Sunday, March 25, 2007
things just don't seem to be going right for me & it's killing me. i'm so motivated to really change things & i can't.
maybe that's just an excuse though. I can do crunches & push ups in my room & take a run around the block, right?
for those of you that don't know, i was in a pretty crazy car accident on the 8th & totaled my car. i got hit by a jeep grand cherokee doing 60mph in my little ford escort.
so, that just makes things hard. i have no car & i'm saving every dime i have to get a new one. good news on that is that i am up $3000. Yay! i'll get my new car in about three weeks. at least that's something to look foreword to.
i've lost 20 pounds & i feel great, but sometimes, i just get so frustrated with myself for not eating as well as i know that i should. i don't over eat, & i never ever have. but, i went out to lunch with my boyfriend yesterday, & had a slice of pizza. my reason for that was because i'm REALLY picky about the kind of turkey i eat, so i'll just get that. i only had one small slice and a sprite, but i left feeling absolutely disgusting & really disappointed in myself for not being stronger.
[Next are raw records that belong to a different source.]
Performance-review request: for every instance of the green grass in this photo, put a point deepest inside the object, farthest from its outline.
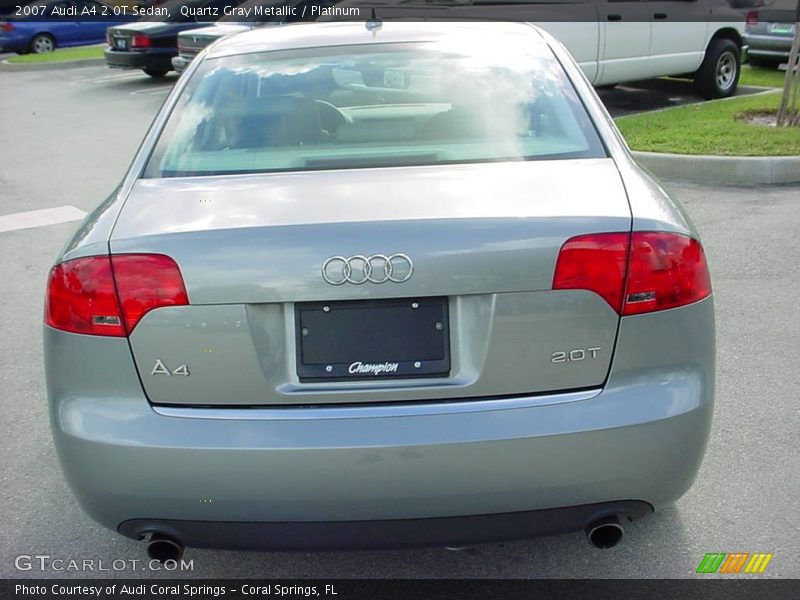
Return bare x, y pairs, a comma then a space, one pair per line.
59, 55
712, 128
761, 77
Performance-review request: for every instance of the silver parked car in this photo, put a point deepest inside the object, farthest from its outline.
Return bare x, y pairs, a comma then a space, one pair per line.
379, 285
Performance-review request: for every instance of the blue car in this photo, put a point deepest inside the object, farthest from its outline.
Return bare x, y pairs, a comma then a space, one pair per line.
40, 27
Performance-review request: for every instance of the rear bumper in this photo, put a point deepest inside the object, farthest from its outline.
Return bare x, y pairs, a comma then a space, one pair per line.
180, 62
157, 58
768, 46
206, 475
361, 535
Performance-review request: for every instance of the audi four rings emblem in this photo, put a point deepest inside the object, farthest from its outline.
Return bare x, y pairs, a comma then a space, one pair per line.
358, 269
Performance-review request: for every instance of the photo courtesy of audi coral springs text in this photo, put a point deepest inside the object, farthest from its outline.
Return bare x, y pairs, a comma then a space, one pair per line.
374, 286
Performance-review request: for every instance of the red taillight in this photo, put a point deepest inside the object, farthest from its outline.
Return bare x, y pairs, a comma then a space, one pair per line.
145, 282
664, 270
594, 262
140, 41
81, 298
101, 295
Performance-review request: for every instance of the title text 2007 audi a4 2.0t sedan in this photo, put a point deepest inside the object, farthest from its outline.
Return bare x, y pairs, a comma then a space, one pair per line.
377, 286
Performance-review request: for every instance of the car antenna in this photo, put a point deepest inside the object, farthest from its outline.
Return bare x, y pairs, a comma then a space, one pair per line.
373, 24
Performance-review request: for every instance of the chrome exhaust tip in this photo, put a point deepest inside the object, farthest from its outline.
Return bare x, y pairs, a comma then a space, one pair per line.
605, 533
163, 548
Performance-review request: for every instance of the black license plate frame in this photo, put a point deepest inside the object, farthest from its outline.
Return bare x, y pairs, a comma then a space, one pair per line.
373, 339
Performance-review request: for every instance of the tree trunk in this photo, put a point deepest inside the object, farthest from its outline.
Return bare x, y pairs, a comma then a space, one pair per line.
789, 112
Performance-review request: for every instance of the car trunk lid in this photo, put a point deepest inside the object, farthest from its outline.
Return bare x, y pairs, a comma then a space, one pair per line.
483, 241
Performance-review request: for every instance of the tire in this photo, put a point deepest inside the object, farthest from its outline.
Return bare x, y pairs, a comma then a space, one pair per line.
42, 43
156, 73
718, 76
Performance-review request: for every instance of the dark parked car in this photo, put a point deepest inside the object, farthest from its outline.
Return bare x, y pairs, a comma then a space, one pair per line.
39, 27
769, 33
151, 43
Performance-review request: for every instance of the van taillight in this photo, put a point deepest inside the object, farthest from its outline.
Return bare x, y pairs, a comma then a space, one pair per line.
102, 295
635, 273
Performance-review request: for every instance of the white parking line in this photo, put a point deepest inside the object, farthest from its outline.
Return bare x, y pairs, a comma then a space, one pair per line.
154, 92
108, 78
40, 218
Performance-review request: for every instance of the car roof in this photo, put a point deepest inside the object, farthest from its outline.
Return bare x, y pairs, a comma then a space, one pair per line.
320, 35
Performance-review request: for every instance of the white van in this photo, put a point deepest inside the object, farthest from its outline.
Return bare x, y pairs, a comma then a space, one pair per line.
614, 41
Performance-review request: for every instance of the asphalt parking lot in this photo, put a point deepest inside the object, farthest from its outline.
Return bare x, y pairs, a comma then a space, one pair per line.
67, 138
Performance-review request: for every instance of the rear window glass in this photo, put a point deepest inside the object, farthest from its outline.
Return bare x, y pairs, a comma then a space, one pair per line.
372, 106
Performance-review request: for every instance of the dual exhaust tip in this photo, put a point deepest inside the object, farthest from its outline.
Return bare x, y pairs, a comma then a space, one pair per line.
603, 533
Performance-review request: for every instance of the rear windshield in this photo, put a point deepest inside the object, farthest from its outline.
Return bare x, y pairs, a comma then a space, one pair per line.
372, 106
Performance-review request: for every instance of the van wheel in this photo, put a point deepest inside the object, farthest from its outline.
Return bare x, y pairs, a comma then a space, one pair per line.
156, 72
718, 76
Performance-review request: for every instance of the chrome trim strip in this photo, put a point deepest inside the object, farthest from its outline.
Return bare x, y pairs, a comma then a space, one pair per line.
372, 411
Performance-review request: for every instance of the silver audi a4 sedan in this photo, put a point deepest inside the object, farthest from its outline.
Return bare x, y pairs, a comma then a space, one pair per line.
380, 285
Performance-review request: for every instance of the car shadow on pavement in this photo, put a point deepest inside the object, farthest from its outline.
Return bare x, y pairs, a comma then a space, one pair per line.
655, 94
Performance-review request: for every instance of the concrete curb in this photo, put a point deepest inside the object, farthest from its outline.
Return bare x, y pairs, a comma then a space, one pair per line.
732, 170
54, 66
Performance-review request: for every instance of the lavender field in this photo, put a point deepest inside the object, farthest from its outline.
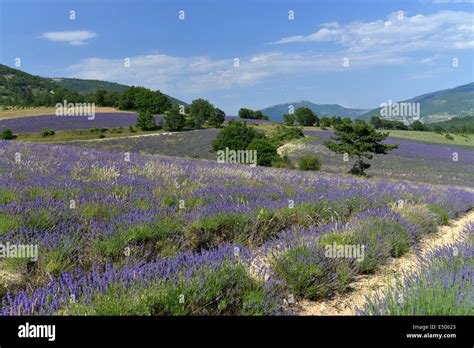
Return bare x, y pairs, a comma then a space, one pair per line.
33, 124
412, 161
154, 235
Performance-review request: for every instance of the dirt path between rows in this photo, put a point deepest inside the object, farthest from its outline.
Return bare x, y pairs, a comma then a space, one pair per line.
368, 284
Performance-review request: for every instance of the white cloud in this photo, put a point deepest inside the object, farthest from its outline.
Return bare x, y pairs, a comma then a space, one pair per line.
76, 38
188, 75
365, 44
439, 31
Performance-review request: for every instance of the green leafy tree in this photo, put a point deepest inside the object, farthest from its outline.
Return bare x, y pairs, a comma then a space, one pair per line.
245, 113
266, 151
100, 97
359, 140
305, 116
258, 115
153, 101
418, 126
217, 118
289, 119
200, 110
309, 162
236, 136
174, 120
325, 121
146, 121
7, 134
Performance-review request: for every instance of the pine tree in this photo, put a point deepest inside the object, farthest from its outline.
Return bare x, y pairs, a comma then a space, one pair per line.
359, 140
146, 121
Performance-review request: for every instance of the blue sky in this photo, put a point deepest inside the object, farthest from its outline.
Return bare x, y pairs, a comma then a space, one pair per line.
395, 49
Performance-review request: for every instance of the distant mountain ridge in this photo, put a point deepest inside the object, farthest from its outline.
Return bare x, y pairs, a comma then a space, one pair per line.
18, 87
276, 112
440, 105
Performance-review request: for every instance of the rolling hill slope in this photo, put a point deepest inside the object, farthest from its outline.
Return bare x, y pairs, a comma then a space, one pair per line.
20, 88
440, 105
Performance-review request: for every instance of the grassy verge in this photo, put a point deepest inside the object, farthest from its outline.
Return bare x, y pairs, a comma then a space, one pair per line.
435, 138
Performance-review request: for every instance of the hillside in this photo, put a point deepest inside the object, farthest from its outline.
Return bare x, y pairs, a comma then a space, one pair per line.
440, 105
83, 86
88, 86
276, 112
20, 88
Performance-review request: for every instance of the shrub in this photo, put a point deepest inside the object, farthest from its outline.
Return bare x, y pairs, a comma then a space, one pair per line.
236, 136
174, 120
222, 289
146, 121
210, 232
449, 136
47, 132
308, 273
441, 213
266, 151
309, 162
282, 162
7, 134
441, 286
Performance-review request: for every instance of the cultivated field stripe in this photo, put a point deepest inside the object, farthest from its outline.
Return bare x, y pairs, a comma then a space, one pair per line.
367, 285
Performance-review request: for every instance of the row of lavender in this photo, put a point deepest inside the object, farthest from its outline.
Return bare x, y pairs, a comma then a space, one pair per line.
181, 235
442, 285
31, 124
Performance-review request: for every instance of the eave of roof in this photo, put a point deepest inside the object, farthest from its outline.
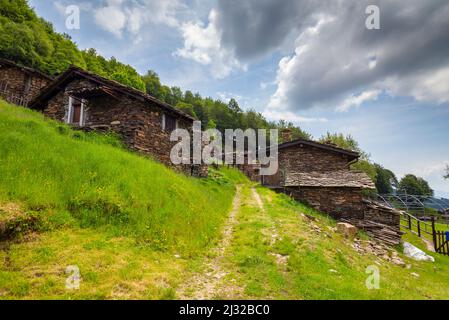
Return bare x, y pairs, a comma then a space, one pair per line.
352, 154
73, 72
27, 69
341, 178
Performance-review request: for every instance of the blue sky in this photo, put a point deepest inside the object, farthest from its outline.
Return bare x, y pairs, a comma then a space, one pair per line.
313, 63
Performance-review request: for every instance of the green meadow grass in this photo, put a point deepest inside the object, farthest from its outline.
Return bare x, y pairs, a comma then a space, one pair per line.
138, 230
91, 180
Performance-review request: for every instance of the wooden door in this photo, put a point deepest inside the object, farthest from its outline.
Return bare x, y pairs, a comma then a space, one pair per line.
76, 112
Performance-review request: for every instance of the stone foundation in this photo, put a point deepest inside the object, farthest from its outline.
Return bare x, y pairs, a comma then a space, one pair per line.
347, 204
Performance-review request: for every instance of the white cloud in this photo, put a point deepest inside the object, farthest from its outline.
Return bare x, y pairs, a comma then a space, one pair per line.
117, 16
357, 100
112, 19
289, 116
203, 44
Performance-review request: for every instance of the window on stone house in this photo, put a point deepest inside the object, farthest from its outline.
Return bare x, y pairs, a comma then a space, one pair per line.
75, 111
169, 123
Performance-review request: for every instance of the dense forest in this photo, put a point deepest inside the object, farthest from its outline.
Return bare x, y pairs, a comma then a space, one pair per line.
32, 41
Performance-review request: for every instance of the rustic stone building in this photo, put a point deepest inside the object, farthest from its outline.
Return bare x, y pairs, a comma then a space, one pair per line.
320, 175
19, 84
90, 102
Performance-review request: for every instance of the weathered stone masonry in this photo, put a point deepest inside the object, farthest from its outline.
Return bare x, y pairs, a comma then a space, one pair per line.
320, 176
109, 106
19, 84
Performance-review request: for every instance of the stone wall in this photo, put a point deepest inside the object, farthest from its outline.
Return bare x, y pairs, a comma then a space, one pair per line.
347, 204
19, 84
138, 122
305, 158
340, 203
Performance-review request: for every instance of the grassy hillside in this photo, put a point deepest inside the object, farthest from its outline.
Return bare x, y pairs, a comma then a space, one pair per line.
73, 178
137, 230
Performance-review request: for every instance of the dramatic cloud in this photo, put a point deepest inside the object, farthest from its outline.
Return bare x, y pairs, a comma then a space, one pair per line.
116, 16
338, 62
335, 61
203, 44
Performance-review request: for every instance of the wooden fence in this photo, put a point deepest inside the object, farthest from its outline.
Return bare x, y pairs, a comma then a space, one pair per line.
440, 239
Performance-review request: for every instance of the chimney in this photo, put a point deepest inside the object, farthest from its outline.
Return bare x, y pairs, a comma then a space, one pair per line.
286, 135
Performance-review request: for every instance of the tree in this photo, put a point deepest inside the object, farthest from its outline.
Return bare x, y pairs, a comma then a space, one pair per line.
187, 108
385, 180
413, 185
345, 142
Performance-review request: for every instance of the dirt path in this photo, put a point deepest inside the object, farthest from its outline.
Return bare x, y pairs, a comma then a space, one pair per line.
202, 286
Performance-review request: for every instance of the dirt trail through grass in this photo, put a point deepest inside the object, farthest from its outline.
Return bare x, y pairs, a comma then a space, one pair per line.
203, 285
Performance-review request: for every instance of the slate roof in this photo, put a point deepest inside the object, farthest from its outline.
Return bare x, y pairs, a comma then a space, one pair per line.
352, 155
74, 72
341, 178
10, 63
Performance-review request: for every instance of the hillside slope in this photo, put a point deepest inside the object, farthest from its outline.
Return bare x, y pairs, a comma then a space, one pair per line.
136, 230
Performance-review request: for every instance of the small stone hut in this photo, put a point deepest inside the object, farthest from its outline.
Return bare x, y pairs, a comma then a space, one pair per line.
19, 84
90, 102
320, 175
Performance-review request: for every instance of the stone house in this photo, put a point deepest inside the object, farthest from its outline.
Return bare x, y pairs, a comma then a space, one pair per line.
90, 102
19, 84
320, 175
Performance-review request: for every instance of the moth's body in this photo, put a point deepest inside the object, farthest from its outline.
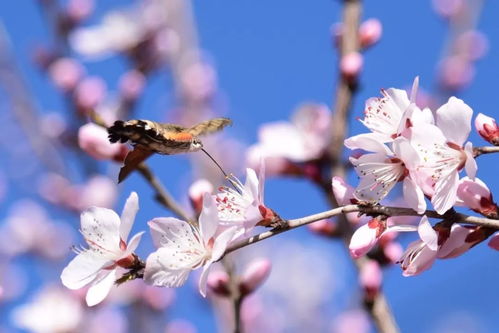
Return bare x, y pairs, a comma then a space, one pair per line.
150, 137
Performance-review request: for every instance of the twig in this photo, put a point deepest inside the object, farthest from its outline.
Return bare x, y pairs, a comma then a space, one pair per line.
477, 151
368, 210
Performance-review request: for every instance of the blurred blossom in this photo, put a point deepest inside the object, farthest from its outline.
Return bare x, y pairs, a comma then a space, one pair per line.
90, 92
448, 8
28, 228
303, 139
65, 73
351, 321
198, 82
93, 140
351, 65
52, 125
197, 191
487, 128
218, 283
78, 10
180, 326
254, 275
104, 320
455, 72
51, 310
473, 44
132, 84
370, 32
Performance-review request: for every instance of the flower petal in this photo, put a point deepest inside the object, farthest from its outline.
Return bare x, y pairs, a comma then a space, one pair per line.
83, 269
101, 229
427, 234
454, 119
128, 215
98, 291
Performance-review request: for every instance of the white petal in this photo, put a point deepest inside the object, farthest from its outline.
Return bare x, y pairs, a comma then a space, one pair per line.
427, 234
98, 291
101, 229
203, 278
470, 164
445, 195
128, 215
454, 119
165, 230
221, 243
157, 274
208, 220
372, 142
83, 269
413, 195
i'll get there, i know i will. especially since i found this wonderful community of people & their endless support!
i know i'm only human, but it's been so long since i have actually let myself eat anything at all... and now that i am actually eating during the day again, i feel horrible anytime i eat something that isn't a salad or a yogurt or something.
oh yeah, & the scale? that was up a pound today. talk about kicking a girl when she's down!